In a similar vein, the volume’s title story tells of a father’s addiction to a digital device that enables him to relive his youth. Hooked on the Relive Box’s ‘In-Flesh Retinal Projection Stream’, the narrator neglects his daughter and his job, preferring to inhabit his memories. This brand of pessimistic futurism recalls early episodes of Charlie Brooker’s TV series Black Mirror, which has been running since 2011. Though not yet hackneyed, it’s certainly starting to date: it is a testament to the pace of change that the very nature of our ambivalence alters almost as rapidly as the technology itself.
Though competently told and perceptively on-point, Boyle’s sardonic portraits of embattled masculinity — weary breadwinners beleaguered by hen-pecking wives and mid-life ennui — are ten-a-penny in contemporary American fiction. The Nachman Stories (Daunt Books, £9.99) by the late Leonard Michaels, offers a more compelling take on male vulnerability.
The eponymous protagonist is a Californian maths professor, an inveterate loner who suffers occasional pangs of intense yearning for human contact. If he’s had a drink or two, Raphael Nachman feels flickers of intimacy with strangers and colleagues; but, unable to overcome his diffidence and form proper relationships, he finds other outlets for his pining. A pampering at the hairdresser’s is such a blissful treat that he wishes he has ‘a ton of hair, so this fine delirium could last longer than 45 minutes.’ In ‘Nachman at the Races’ he takes pleasure in jettisoning the pragmatism of mathematical logic in favour of the lottery of chance, so that he can ‘feel like everyone else, regular, not like a freak’.
At a prestigious conference of elite mathematicians, our unassuming antihero spots a mistake in the solution to a landmark maths problem put forward by a scholar named Lindquist, an acclaimed doyen in his field. Nachman has the chance to usurp his rival by flagging up the error, but he takes pity on Lindquist and decides to let him have his moment.

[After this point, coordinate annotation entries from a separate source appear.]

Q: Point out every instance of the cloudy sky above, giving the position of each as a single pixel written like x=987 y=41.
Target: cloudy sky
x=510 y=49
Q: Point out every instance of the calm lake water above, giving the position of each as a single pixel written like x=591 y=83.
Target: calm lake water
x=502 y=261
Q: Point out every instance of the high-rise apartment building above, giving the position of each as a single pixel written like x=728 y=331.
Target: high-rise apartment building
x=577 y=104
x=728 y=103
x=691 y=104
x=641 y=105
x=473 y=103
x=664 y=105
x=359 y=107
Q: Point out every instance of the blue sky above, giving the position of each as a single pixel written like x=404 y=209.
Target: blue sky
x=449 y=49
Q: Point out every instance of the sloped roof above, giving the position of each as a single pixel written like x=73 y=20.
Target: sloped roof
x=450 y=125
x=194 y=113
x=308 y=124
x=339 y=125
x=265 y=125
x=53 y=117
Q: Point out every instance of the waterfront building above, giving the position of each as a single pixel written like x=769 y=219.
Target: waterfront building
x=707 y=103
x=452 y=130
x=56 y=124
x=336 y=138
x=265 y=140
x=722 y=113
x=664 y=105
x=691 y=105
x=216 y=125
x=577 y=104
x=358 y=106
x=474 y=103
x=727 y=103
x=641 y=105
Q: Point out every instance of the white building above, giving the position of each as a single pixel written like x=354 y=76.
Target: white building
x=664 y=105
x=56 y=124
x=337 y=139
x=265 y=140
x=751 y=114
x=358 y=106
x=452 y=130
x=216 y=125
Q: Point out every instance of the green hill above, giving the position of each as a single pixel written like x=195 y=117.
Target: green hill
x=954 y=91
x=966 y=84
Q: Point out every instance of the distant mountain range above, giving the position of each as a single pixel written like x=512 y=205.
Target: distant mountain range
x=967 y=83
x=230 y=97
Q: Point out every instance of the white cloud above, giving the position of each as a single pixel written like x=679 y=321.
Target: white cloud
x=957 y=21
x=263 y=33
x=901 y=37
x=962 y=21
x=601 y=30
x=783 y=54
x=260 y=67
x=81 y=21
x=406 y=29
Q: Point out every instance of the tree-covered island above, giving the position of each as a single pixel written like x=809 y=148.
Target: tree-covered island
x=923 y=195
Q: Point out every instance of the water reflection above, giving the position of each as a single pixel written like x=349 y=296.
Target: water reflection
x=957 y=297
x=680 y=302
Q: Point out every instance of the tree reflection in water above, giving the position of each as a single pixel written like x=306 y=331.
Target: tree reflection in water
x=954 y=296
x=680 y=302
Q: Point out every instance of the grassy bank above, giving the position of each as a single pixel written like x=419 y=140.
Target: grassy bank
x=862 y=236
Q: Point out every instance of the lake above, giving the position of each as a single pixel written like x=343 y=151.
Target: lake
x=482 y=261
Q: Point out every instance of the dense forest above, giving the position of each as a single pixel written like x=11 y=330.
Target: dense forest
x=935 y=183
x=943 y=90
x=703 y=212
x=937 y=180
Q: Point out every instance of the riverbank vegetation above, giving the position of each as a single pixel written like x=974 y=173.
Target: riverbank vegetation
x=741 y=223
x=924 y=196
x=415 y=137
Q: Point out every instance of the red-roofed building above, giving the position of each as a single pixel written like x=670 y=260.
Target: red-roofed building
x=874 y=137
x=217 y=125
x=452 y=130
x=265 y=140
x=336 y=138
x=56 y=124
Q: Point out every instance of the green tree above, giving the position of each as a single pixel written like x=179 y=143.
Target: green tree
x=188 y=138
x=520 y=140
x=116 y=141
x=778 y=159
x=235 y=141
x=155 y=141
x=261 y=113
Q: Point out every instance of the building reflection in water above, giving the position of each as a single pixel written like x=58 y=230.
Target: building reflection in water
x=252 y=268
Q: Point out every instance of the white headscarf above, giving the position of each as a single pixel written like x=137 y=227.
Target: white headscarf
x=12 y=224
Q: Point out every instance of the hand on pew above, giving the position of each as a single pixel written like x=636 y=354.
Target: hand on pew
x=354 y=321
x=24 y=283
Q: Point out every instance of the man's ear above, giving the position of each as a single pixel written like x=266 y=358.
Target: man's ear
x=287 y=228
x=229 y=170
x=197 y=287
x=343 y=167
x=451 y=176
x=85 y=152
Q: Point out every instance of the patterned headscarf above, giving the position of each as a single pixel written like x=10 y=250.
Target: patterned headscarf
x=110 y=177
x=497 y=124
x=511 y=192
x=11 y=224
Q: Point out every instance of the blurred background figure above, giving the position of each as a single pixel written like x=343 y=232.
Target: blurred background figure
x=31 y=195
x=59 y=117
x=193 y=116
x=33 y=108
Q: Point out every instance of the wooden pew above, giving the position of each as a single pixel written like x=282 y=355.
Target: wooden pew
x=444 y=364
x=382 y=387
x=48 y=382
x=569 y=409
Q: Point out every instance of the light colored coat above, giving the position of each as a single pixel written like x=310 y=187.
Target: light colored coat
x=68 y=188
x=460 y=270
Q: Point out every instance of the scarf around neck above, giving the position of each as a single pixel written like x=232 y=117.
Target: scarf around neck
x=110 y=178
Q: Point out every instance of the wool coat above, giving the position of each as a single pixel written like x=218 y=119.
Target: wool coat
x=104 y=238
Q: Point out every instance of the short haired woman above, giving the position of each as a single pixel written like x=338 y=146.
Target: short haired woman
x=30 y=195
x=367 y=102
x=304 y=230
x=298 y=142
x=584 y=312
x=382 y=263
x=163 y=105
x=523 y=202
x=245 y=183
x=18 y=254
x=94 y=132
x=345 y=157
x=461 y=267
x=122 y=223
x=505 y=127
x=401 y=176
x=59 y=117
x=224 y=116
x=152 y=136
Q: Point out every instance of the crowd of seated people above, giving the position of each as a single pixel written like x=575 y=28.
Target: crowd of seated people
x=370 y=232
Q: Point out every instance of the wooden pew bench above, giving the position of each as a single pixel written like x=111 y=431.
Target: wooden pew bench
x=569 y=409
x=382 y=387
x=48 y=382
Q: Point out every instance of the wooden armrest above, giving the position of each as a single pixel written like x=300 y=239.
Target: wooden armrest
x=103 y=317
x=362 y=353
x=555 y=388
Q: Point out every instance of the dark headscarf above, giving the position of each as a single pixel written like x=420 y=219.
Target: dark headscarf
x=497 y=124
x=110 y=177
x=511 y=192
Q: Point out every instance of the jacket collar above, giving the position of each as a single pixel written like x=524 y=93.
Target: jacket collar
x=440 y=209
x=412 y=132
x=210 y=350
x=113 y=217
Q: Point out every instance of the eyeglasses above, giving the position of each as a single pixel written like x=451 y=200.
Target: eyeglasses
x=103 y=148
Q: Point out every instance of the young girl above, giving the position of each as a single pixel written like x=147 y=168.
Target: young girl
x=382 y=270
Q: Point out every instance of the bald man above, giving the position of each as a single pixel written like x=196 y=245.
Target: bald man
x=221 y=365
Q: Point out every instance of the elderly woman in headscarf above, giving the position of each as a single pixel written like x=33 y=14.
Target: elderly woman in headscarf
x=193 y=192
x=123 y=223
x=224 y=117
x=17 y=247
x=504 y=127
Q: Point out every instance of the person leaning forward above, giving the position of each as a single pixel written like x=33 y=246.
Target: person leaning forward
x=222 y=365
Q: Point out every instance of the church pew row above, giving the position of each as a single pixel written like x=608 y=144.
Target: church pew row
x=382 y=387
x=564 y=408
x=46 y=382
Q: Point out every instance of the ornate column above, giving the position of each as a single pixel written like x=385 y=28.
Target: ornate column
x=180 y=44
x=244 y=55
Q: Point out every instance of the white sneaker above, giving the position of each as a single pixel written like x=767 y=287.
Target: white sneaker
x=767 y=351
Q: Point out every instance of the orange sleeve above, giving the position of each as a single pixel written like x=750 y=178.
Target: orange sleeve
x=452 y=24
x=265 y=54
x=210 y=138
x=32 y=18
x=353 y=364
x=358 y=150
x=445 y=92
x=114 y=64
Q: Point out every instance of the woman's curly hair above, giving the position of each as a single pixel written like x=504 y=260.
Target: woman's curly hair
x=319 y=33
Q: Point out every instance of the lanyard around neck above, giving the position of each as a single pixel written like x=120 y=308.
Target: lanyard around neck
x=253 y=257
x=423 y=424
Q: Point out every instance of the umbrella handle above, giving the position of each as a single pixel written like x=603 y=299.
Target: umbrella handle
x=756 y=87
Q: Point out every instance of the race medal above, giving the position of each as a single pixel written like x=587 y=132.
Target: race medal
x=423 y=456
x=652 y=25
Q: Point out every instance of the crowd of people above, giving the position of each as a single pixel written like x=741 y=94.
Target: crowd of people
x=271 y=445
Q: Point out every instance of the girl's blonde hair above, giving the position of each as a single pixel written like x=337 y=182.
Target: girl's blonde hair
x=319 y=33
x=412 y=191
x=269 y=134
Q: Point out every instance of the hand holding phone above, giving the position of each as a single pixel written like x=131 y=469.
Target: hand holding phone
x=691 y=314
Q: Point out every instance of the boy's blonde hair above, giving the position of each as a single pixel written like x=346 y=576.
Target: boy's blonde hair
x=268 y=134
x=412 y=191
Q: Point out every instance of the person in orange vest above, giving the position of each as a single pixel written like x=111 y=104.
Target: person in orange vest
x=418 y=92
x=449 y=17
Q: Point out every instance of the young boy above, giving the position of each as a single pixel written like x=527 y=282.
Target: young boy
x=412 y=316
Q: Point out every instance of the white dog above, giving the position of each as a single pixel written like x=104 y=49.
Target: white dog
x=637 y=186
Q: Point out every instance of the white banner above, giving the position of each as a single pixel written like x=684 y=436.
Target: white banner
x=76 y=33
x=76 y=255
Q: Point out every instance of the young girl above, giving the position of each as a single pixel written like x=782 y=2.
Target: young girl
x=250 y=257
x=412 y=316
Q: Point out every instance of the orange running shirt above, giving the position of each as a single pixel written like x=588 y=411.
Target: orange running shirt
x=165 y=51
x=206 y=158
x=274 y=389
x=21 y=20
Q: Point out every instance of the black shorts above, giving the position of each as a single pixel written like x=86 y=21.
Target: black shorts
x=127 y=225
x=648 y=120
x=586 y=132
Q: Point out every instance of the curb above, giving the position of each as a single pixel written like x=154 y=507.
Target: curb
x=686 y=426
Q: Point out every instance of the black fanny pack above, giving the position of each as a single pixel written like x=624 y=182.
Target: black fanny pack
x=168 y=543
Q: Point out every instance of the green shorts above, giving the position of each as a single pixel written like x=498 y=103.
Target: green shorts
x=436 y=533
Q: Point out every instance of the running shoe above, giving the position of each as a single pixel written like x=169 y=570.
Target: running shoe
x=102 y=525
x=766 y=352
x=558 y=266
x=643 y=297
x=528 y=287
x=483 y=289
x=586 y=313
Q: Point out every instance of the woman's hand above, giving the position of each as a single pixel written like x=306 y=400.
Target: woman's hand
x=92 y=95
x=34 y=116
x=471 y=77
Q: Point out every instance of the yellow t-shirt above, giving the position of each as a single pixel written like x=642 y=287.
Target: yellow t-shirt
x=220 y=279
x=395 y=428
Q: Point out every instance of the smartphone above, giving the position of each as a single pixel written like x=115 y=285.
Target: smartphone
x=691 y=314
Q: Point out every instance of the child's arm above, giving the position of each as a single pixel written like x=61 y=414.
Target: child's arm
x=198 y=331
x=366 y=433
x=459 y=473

In one particularly poignant story, Nachman is diddled out of a tip by the caretaker of a synagogue in Cracow, who falsely claims to have met his grandfather. His Polish guide and translator initially goes along with the ruse, inventing anecdotal recollections on the caretaker’s behalf; when they leave the synagogue, Nachman’s giddy joy becomes unbearable to her, and she snaps: ‘He said your grandfather could bend nails with his teeth. He could fly.’
The blend of neediness and tortoise-like timidity gives Michaels’s creation a rare pathos. When loneliness is chronic and debilitating but hasn’t quite driven you over the edge, this is what it looks like.